Jillette made some details of the film very public when the project began crowd-funding. In the video viewable below, he entreated his fans to chip in so he could go from "your mom's favorite atheist" to the kind of guy who inspires nightmares.
Recently, I had the chance to talk to Jillette about Director's Cut, and he surprised me by confessing it's not just a crowd-funded movie, but also "a crowd-funded movie about crowd-funding." Yup, he's going meta. He explained:
"The bad guy in the movie is a crowd-funder. So, one of the people on the site, who’s crowd-funding and writing about crowd-funding is the villain in the movie, played by me. And I am fascinated by supposedly found footage movies. I love The Blair Witch Project, I loved the way that movie happened on the internet, as opposed to happening in the theater. And crowd-funding came along and I thought, wouldn’t it be great (to tie that into a film)…
Asked how crowdfunding is changing the movie industry, Jillette offered:
"I mean, Zach Braff is kind of denying, he’s not really embracing it, and Adam Corrola is just kind of going tangental to it. The crowd-funding is this, oh, this is just a different way, we want crowd funding to be as invisible as the studio is or less visible than the studio is. This movie, we are, from the opening scene, I think the first word that I say in the voiceover is the word crowd-funding. It really embraces it. I also, I think crowd-funding is just fabulous, from both sides. The reason this movie is crowd-funding is I would invest in stuff, invest is not the right word, but I would donate to stuff. I just love it. I love the, there’s this thing that happens in sports that I never understood where people from say we’re in the Superbowl, I always go, 'What do you mean you’re in the Superbowl? You’re going to be playing?' I never understood that team thing, but with crowd-funding, I really do go, 'Hey we’re inventing a new kind of phone.'"

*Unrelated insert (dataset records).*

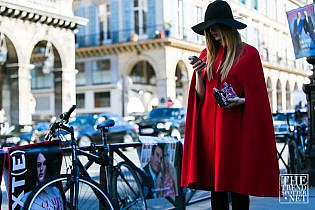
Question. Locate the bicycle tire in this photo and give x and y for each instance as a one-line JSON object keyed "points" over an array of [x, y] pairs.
{"points": [[89, 192], [189, 193], [127, 189]]}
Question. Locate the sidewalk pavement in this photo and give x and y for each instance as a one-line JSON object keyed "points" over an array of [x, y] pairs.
{"points": [[256, 203], [260, 203]]}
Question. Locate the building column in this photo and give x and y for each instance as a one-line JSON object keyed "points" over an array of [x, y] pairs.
{"points": [[274, 100], [284, 98], [21, 108], [64, 80], [166, 88]]}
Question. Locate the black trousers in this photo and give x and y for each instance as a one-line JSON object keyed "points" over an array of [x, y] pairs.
{"points": [[220, 201]]}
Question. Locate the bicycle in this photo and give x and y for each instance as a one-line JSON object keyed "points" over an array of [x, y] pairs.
{"points": [[78, 188]]}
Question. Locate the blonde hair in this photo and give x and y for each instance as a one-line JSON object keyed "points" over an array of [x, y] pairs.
{"points": [[231, 39]]}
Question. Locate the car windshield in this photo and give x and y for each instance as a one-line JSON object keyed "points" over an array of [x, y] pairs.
{"points": [[164, 113], [18, 129], [283, 117], [83, 120]]}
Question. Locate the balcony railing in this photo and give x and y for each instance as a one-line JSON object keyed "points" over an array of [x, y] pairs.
{"points": [[154, 32]]}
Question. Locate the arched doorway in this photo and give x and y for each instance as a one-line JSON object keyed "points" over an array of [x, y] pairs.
{"points": [[279, 96], [181, 75], [142, 85], [288, 96], [9, 83], [269, 90], [46, 74]]}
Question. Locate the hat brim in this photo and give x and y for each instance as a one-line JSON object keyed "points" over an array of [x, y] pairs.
{"points": [[232, 23]]}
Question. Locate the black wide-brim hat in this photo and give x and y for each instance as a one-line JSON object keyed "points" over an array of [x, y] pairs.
{"points": [[218, 12]]}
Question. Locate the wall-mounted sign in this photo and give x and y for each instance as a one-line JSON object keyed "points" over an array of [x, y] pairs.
{"points": [[301, 24]]}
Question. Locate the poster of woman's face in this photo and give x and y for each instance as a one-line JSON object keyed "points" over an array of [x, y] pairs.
{"points": [[302, 30], [29, 166], [158, 163]]}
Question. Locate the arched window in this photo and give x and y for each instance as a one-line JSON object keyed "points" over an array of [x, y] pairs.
{"points": [[143, 73], [140, 16]]}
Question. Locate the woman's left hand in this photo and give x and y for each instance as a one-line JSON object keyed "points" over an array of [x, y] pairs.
{"points": [[236, 101]]}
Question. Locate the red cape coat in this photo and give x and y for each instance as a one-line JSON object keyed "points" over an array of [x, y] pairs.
{"points": [[231, 150]]}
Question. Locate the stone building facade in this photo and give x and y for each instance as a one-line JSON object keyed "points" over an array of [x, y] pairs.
{"points": [[27, 29], [133, 53]]}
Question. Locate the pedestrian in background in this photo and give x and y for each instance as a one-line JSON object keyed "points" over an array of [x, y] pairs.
{"points": [[231, 148]]}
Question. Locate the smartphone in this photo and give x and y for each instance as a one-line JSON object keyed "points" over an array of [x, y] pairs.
{"points": [[193, 59]]}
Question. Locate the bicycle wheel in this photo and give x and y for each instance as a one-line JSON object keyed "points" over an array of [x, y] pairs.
{"points": [[55, 194], [127, 190]]}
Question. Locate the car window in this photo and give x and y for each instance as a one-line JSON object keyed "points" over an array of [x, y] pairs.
{"points": [[283, 117], [164, 113], [18, 129], [83, 120]]}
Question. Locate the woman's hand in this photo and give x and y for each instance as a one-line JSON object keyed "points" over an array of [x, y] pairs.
{"points": [[236, 101], [197, 63]]}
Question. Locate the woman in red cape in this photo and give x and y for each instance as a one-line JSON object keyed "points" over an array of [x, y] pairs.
{"points": [[230, 149]]}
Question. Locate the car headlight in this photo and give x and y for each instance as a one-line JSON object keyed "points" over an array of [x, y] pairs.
{"points": [[160, 125], [13, 139], [166, 125]]}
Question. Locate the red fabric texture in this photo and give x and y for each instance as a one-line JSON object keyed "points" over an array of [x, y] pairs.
{"points": [[231, 150]]}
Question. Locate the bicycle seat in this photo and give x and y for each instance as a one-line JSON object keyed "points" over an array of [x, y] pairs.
{"points": [[106, 124]]}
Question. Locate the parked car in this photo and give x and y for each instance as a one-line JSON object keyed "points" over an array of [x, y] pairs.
{"points": [[164, 122], [16, 135], [86, 132], [281, 125]]}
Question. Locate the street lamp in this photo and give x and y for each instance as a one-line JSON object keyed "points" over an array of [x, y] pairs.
{"points": [[49, 62], [3, 49], [309, 90]]}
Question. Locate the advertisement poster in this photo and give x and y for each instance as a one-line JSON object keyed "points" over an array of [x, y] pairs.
{"points": [[301, 24], [159, 162], [29, 166]]}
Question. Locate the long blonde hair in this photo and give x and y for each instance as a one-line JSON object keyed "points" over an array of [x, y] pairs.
{"points": [[231, 39]]}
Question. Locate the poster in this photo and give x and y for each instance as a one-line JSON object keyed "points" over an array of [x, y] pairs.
{"points": [[301, 24], [30, 165], [160, 164]]}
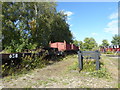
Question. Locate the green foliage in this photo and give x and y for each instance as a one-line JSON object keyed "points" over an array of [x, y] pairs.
{"points": [[89, 67], [109, 52], [27, 63], [116, 40], [105, 42], [27, 25]]}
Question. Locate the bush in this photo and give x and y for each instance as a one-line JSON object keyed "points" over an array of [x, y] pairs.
{"points": [[27, 63]]}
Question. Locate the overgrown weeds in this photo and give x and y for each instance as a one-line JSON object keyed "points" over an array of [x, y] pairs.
{"points": [[89, 68], [27, 63]]}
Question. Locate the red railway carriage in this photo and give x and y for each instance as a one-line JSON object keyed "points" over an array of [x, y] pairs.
{"points": [[63, 46], [110, 48]]}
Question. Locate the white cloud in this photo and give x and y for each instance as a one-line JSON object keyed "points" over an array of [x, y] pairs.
{"points": [[112, 27], [94, 34], [113, 16], [69, 13]]}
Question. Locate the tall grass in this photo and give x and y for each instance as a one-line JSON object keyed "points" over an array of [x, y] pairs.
{"points": [[25, 64]]}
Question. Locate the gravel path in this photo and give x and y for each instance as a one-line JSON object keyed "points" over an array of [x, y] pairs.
{"points": [[57, 75]]}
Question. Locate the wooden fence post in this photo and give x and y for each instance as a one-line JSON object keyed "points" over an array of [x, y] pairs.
{"points": [[80, 60], [97, 60]]}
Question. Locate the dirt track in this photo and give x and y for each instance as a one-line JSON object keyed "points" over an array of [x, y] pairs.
{"points": [[57, 75]]}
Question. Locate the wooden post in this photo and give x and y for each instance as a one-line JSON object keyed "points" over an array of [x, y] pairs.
{"points": [[80, 60], [50, 43], [64, 45], [97, 61]]}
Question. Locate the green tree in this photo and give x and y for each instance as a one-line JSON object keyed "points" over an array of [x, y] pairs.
{"points": [[105, 42], [27, 25]]}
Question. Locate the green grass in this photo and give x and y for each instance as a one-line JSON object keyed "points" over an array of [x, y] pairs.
{"points": [[89, 67]]}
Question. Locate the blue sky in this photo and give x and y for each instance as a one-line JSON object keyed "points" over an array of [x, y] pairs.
{"points": [[91, 19]]}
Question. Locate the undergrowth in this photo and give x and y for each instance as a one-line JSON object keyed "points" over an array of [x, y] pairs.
{"points": [[23, 66], [89, 67]]}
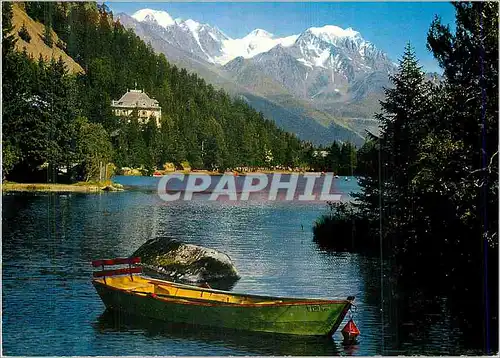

As to where the production is at now, they are currently casting for the female lead. To Jillette, the film's star/writer/producer, this is the film's most crucial component:
"Everybody else in the movie, every part in the movie, a zillion people can do, but the lead, really she is the hero and she’s also the victim and she’s on the screen all the time, and she has to play really herself in three different levels. She plays in the movie (Director's Cut), in another movie (the fictional one shot within the film), then in another movie (the one shot by Jillette's deranged fan). She has to be just really smart and really understand it. We’ve got people who’ve been very interested, then we’ve kind of gotten cold feet. It’s really her movie. It’s very odd to write a movie for someone and then have to cast it. I realize everybody does that, but in my life, I write stuff for myself. So I know who’s going to do it, but it’s very odd to write something to have so clear, and it’s also really hard, I mean whoever we get to do that, will really be working her ass off."
Whoever this yet-to-be-cast leading lady may be, she will likely have a long list of illustrious co-stars, many of whom are friends of Jillette. Carrot Top and Glenn Beck and Neil Gaiman, Joel Grey, Ron Jeremy and more made appearances in the crowd-funding campaign, and Jillette is confident some will return for Director's Cut cameos. He says:
"Some of those people will be popping in. I haven’t talked to him yet, but I’m sure we’ll have Teller pop in, and you know, certainly Gilbert Godfried and a few other people. Yeah, there will be cameos all through. You know, the other thing that’s so strange is that a lot of the crowd-funding people are in it, playing crowd-funding people, which is really great. There’s all sorts of scenes where the director is up in front of 50 people who have crowd-funded the movie, and those people will be played by 50 people who crowd-funded the movie."